One show at the Small Planet in October and another in November? The way Columbus, OH's Ekoostik Hookah packed the Planet at its late November show -- only Ekoostik Hookah's second Planet show -- you can probably expect to see them back again often.
The music's reminiscent of the Grateful Dead, but E.H. is able to draw in non-Dead fans, too, with its apparent multiple other influences.
Says bassist Cliff Starbuck, "We're all into extremely different types of music, which is good, and I think the one generalization that can be made is that we don't listen to many bands that are in the same genre as us. We don't listen to the contemporary groove-oriented stuff, and a lot of us go to sources that are pretty far removed from what we end up sounding like." Indeed, that explains the many elements that result in the band's diverse fan base.

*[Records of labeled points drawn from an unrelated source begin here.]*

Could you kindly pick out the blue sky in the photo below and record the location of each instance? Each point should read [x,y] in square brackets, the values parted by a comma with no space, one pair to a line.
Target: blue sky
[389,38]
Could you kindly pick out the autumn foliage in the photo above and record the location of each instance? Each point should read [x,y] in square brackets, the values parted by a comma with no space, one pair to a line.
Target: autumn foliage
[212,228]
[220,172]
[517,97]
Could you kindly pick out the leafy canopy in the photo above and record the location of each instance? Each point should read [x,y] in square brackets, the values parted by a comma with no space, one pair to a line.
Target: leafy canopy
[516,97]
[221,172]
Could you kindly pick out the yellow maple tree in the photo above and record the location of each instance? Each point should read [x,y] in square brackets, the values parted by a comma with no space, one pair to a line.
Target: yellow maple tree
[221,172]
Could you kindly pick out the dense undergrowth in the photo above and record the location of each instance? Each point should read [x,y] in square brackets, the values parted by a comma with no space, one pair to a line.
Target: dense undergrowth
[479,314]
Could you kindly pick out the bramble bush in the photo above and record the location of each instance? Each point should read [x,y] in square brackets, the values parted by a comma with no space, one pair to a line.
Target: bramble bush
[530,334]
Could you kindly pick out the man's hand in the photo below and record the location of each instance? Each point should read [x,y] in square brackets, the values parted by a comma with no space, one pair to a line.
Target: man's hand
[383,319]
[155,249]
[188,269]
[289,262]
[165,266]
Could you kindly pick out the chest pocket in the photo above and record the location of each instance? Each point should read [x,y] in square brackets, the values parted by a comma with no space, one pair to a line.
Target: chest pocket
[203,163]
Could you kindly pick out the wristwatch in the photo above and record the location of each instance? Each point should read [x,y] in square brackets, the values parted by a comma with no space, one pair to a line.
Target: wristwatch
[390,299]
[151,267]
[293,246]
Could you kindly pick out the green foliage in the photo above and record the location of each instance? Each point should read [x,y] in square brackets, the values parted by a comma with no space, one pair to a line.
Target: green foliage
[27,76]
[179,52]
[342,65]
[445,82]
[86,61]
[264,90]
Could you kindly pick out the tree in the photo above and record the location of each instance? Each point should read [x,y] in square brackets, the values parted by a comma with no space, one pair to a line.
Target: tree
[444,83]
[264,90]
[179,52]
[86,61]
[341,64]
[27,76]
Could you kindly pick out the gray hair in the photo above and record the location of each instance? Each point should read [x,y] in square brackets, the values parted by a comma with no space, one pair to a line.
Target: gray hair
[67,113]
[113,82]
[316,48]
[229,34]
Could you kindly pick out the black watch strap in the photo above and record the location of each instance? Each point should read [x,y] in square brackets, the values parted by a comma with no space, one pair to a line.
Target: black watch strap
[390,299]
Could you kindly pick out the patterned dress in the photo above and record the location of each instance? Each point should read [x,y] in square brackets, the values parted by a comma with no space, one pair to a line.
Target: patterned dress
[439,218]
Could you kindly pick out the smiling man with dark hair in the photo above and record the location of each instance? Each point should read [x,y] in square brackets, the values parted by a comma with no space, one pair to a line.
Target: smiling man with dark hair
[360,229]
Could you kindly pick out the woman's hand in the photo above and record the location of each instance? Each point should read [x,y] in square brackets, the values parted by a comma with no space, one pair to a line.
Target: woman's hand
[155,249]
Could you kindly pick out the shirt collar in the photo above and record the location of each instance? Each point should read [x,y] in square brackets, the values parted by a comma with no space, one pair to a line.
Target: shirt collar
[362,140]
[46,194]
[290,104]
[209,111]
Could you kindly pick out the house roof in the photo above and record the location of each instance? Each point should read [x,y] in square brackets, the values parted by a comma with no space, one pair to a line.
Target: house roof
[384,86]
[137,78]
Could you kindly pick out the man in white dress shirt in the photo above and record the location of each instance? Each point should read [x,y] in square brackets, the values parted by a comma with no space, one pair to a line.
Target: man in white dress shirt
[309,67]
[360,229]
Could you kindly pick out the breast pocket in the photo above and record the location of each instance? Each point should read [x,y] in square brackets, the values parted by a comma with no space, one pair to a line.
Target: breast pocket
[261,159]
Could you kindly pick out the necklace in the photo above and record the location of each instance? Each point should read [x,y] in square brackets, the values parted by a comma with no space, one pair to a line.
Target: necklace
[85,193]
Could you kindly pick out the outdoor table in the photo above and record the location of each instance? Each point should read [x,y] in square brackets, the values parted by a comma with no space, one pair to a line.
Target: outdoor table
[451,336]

So, with such a broad audience reach and the ability to draw live in new towns, is a record deal imminent? Not necessarily, says Cliff. The band is content to slowly build a fan base by moving into new markets one at a time. Although the band wouldn't turn down a "really good" record deal, the band likes the control it has over its future, cutting its own CDs and signing its own checks. Says Cliff, "We're looking more for a promotion company. But we're waiting for them to approach us, really. It's not something we're going out to pursue. There are so many disadvantages to having a record deal that it's better to wait until we're already firmly established." So far, Ekoostik Hookah has self-released two studio albums and a double live album.

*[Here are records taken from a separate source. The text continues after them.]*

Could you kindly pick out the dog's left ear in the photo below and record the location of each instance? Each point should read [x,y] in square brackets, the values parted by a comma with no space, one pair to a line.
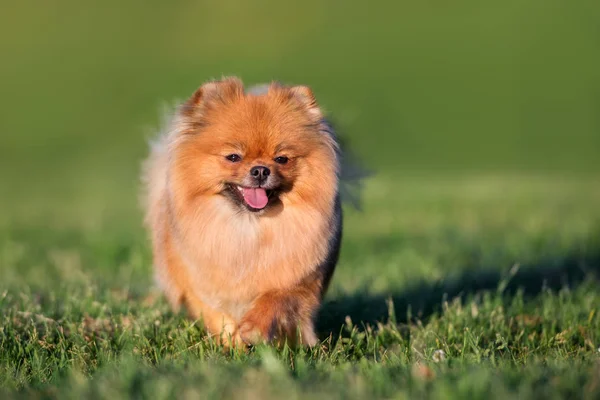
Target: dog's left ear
[305,96]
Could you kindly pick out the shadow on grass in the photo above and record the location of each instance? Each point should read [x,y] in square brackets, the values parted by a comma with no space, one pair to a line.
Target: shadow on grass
[421,300]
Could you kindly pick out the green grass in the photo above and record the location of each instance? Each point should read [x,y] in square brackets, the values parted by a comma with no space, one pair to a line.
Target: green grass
[500,274]
[479,237]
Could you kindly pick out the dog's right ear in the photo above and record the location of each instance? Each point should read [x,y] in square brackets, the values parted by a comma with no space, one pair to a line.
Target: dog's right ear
[211,93]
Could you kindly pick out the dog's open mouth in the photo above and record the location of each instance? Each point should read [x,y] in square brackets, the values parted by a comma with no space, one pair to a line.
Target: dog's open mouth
[254,198]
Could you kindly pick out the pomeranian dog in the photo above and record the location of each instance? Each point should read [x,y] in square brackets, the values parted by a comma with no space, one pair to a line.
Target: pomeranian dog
[243,208]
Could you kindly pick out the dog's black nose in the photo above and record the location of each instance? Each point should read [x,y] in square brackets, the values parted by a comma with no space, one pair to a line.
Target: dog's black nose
[260,173]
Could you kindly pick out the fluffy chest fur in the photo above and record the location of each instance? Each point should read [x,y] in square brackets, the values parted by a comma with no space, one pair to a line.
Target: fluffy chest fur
[232,257]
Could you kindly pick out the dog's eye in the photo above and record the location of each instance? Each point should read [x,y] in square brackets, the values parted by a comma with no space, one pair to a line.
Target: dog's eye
[234,157]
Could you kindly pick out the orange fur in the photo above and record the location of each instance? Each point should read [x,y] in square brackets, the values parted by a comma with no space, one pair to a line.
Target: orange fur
[253,275]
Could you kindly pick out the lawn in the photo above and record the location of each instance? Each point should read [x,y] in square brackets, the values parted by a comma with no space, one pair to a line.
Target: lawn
[471,270]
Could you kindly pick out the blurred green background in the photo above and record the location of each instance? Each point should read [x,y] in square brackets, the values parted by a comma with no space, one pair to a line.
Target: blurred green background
[419,87]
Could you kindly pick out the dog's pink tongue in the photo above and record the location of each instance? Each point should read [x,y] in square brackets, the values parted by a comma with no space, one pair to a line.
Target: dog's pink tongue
[255,197]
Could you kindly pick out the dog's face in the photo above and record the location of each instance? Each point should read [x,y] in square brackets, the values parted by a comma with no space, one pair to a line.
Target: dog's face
[254,151]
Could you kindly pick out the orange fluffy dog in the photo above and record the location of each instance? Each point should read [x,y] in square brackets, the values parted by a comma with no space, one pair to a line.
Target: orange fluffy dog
[243,208]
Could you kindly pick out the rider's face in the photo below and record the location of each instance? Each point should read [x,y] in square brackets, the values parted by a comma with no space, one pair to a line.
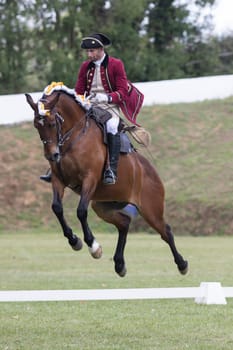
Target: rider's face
[95,54]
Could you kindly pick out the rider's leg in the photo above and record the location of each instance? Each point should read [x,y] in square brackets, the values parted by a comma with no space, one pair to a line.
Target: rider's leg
[114,145]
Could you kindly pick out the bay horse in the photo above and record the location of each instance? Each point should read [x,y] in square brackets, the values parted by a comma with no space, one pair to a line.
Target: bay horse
[73,145]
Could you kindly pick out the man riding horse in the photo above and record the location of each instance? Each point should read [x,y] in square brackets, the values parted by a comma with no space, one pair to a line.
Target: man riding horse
[103,80]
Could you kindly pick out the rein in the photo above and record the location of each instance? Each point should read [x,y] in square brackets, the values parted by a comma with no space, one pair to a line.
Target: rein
[62,139]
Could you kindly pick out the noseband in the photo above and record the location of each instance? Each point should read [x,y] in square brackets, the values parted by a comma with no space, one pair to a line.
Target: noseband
[62,139]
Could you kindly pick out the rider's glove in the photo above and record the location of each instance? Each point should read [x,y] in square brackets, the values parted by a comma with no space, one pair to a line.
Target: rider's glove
[100,98]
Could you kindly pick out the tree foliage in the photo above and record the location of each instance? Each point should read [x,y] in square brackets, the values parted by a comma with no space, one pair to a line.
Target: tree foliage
[40,40]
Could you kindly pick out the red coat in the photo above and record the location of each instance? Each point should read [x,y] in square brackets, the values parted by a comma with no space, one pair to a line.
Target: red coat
[115,83]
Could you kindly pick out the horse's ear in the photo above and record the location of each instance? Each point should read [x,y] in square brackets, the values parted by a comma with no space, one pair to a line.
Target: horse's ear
[31,102]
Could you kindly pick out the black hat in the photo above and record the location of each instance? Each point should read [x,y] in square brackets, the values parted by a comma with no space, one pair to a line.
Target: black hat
[95,41]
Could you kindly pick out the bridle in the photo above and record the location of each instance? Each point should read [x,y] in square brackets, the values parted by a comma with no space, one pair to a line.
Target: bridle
[62,139]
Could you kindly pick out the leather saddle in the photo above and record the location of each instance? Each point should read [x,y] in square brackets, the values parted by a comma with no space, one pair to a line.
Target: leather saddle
[101,116]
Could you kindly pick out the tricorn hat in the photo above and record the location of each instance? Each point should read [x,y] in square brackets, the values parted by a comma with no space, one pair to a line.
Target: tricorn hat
[95,41]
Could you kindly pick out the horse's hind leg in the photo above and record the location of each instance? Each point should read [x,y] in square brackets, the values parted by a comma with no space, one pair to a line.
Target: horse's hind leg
[108,213]
[153,214]
[180,262]
[57,208]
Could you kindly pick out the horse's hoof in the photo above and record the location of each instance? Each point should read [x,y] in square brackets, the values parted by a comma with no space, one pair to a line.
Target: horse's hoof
[123,272]
[96,250]
[184,268]
[98,253]
[78,245]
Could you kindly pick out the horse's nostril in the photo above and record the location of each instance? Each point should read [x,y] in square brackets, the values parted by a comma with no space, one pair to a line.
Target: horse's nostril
[56,156]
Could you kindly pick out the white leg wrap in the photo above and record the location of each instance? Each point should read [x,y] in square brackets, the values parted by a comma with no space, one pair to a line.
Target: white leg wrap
[95,246]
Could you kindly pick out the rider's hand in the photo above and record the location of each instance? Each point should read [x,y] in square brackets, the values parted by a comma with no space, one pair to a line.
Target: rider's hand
[99,98]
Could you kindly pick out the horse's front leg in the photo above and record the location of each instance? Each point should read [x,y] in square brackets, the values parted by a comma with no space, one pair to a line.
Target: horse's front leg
[82,210]
[57,207]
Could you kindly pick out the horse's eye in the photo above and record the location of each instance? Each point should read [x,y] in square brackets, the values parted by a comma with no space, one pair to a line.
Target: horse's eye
[52,125]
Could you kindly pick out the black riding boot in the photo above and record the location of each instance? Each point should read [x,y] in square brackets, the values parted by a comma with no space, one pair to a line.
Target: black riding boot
[114,145]
[47,177]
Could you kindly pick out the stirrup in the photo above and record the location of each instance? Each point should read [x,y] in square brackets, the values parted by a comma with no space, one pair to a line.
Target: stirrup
[109,177]
[46,178]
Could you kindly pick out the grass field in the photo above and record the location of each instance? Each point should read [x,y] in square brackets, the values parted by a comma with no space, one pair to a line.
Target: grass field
[35,260]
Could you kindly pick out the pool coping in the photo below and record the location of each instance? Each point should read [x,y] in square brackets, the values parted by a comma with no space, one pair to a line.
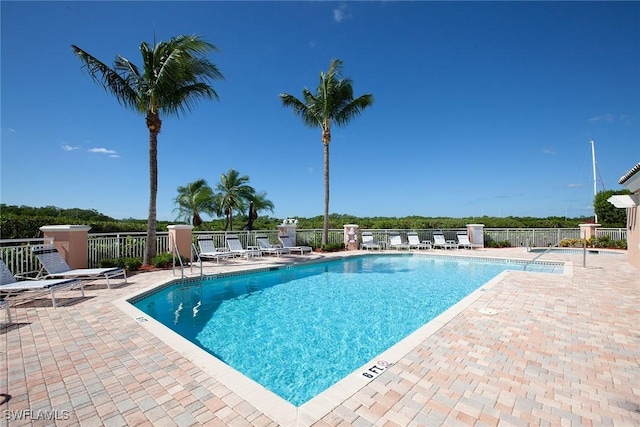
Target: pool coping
[274,406]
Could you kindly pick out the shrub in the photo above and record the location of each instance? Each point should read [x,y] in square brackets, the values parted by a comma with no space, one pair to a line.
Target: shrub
[128,263]
[165,260]
[132,264]
[162,260]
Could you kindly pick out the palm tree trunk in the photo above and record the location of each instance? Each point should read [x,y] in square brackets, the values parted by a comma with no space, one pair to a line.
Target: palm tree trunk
[153,124]
[325,225]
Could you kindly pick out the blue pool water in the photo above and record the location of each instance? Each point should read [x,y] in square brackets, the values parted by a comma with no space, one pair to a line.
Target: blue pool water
[299,330]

The band tours extensively to spread the word. "Usually," Cliff explains, "we go home on Sunday and come back out for at least four nights. But we just got done doing a couple weeks straight out west, in Colorado and for a couple weeks on the way back." He adds, "We do well enough here in the Midwest that we can afford to go on tours out where we don't necessarily make a lot of money [to] continually spread ourself. It's a little slower than the record company push, but I think it's a lot better."

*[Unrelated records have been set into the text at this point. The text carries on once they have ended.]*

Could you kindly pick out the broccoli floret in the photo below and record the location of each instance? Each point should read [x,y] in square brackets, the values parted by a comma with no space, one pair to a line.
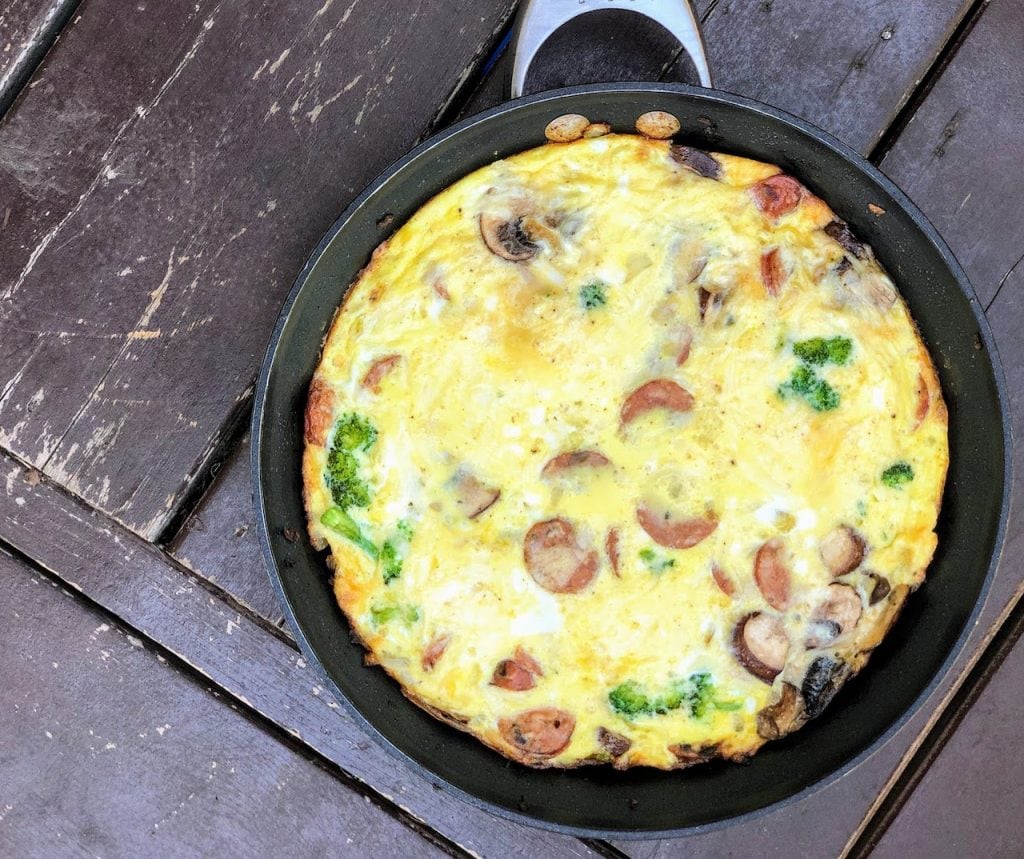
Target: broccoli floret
[628,699]
[897,474]
[347,488]
[338,520]
[819,351]
[384,612]
[805,384]
[592,295]
[654,562]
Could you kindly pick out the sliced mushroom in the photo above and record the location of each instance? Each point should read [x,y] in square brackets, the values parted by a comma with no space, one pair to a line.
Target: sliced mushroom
[472,497]
[761,644]
[658,393]
[773,273]
[615,744]
[782,717]
[725,584]
[517,674]
[842,550]
[688,755]
[378,370]
[675,533]
[840,231]
[777,195]
[880,590]
[824,678]
[571,460]
[539,733]
[697,161]
[772,573]
[507,239]
[433,651]
[611,549]
[556,559]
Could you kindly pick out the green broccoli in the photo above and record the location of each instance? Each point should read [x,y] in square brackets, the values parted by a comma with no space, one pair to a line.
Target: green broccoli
[338,520]
[592,295]
[897,474]
[654,562]
[818,351]
[384,612]
[805,384]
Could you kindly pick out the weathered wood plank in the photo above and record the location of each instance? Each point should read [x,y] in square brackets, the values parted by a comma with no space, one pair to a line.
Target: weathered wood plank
[203,169]
[258,669]
[960,157]
[155,764]
[28,28]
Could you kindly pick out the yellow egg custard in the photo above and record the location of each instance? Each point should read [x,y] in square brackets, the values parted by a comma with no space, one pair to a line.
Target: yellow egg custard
[624,452]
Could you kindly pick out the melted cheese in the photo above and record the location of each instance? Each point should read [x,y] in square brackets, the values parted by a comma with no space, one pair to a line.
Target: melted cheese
[503,369]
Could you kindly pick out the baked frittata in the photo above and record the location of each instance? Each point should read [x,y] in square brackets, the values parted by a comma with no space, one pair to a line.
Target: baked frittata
[624,452]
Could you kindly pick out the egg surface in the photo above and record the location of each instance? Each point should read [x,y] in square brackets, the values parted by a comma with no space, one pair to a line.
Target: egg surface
[624,452]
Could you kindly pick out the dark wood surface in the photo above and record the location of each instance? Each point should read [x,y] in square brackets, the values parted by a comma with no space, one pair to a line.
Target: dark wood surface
[931,89]
[156,764]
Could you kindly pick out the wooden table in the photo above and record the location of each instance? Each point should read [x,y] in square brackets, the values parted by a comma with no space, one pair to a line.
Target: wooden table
[165,168]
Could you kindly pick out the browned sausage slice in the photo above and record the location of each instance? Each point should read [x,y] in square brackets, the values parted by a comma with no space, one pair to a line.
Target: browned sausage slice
[555,558]
[675,533]
[573,459]
[777,195]
[842,550]
[725,584]
[539,733]
[772,574]
[379,369]
[772,271]
[434,651]
[473,497]
[761,645]
[658,393]
[615,744]
[611,549]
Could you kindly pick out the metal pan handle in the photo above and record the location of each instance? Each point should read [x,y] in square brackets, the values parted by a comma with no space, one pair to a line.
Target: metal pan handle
[540,18]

Musically, the band's appeal is both song and sound oriented. And the most recent personnel change, says Cliff, has further strengthened the songwriting: "Our new songwriter/singer/rhythm guitarist (Ed McGee, who isn't in the band's press photo; ex-member John Mullins is) has brought definitely a fresh, new direction, and he's really interested in making the music coordinate with the lyrics well, so he explains to us what the song's really about, what he was thinking, and how we can make the music fit that, which I like to do."
The only 1996 Michigan date remaining on Ekoostik Hookah's schedule is in the Detroit area -- at the Seventh House on December 26th. (Some of our MSU student readers who'll be home in the Detroit area for Christmas break may want to get out to that show... or, like the rest of us, you can wait 'til they come back to East Lansing.)